100 Years Ago — March 28, 1924

The Ladies Library Club’s most recent meeting was dominated by Shakespeare, with many related presentations by members. Four piano solos were played by Miss Carmelita La Clear of Kalamazoo.

The final community meeting of the season at the Methodist Church featured C. Lawrence Abbott, Lyceum entertainer, who praised the work of the Wayland High School orchestra.

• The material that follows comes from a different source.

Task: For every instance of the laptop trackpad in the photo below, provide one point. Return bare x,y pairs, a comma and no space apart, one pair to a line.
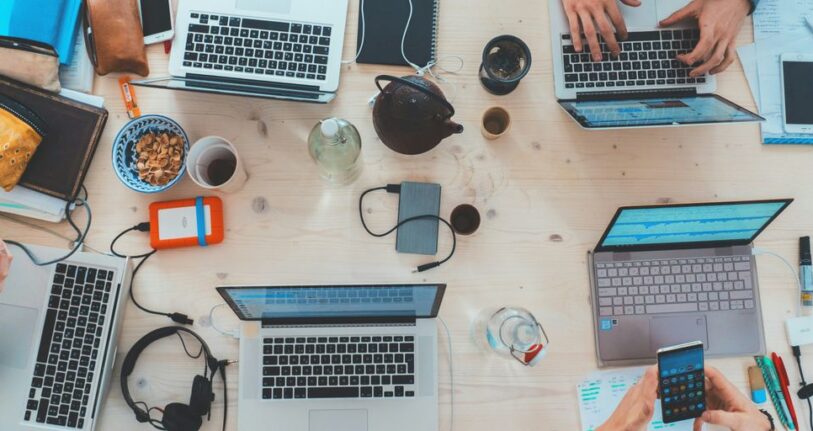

Now showing at the Regent Theatre downtown: Mary Miles Minter and Tom Moore in “The Cowboy and the Girl.” Harold Lloyd in “Grandma’s Boy.”

Mrs. Ella Heazlit, born in Leighton Township in 1853, died March 20  in Birmingham, Ala. She lived in the Wayland area until 1915 and then moved south to live with her daughter. “She lived an active life and will be mourned and missed by scores of friends in the north and south.”

The Wayland Grange will have a discussion about whether tobacco or poor cooking is most injurious to men.

A presidential primary election will be held in Wayland Township April 7.

Jerry Rumery and friend Mr. Hare left Wayland for Tennessee, where they are going for medical treatment. Mr. Rumery has been living here with son Sib and daughter Mrs. Lonnie Baird.